Sang-Hun Lee is currently an associate professor of Psychology and an adjunct professor of Computer Science, Brain Science and Cognitive Science at Seoul National University.

Dr. Lee received his PhD in Visual Neuroscience from Vanderbilt in 2001, mentored by Dr. Randolph Blake. From 2001-2004 he spent three years at Stanford University and New York University as a post-doctoral fellow in David Heeger's laboratory. He has built up a transinstitutional cognitive neuroscience research network, revitalized research participation by undergraduate students, raised the profile of the psychology department, attracted major research grants, and gained the reputation among undergraduate and graduate students as a top teacher at Seoul National. Meanwhile, Dr. Lee's research productivity has remained outstanding. He has published in the very best journals in the field, including Science, Nature, and Nature Neuroscience. He is co-PI on an NIH grant.

Dr. Lee received the William James Young Investigator Award from the Association for the Scientific Study of Consciousness in 2006 and the Randolph Blake Early Career Award 2007 from Vanderbilt University, where he got his PhD. He has also recently been chosen as one of Frontier Scientists by the Korean Ministry of Science and Technology in recognition of his recent pioneering work on visual awareness and brain activity.

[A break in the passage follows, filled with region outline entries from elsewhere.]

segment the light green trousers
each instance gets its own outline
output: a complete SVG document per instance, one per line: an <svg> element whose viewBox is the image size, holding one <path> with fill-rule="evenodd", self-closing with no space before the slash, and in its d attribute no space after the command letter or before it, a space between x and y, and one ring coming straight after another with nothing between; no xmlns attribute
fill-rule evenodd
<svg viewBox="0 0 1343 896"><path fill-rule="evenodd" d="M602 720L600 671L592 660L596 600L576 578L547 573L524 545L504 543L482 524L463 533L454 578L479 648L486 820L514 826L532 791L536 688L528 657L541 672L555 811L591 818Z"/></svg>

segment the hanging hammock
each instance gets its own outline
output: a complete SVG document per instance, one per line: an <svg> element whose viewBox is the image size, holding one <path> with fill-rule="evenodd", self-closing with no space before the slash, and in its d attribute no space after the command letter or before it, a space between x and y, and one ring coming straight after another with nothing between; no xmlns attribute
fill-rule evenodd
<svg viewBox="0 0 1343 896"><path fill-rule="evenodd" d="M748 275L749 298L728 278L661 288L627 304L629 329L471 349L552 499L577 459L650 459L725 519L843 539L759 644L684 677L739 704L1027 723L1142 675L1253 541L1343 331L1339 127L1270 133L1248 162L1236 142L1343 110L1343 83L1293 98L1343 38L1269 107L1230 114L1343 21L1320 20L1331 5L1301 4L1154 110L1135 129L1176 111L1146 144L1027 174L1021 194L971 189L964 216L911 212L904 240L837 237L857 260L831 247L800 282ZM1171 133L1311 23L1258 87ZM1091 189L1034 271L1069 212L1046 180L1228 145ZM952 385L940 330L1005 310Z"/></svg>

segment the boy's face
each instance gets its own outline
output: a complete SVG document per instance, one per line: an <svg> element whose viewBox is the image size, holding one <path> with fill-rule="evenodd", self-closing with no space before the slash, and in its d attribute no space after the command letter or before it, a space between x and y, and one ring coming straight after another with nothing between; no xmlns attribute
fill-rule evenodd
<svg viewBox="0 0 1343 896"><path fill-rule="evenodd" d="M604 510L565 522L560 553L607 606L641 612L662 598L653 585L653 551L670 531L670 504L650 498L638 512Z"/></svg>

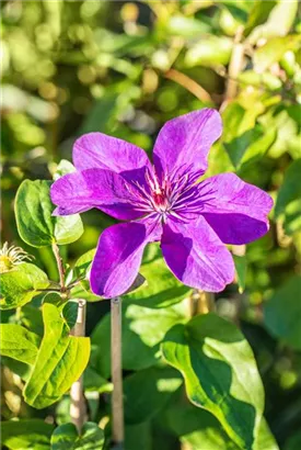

Dr. Lee's early studies focused on the behavioral aspects of human visual perception by publishing several influential papers on binocular vision, temporal vision and visual grouping using methods of pychophysics. He later gained expertise in brain imaging, functional magnetic resonance imaging (fMRI) and has been trying to establish links between perceptual dynamics in human vision and neural dynamics in cerebral cortex by combining diverse data collected from psychophysical, brain imaging and computation modeling experiments.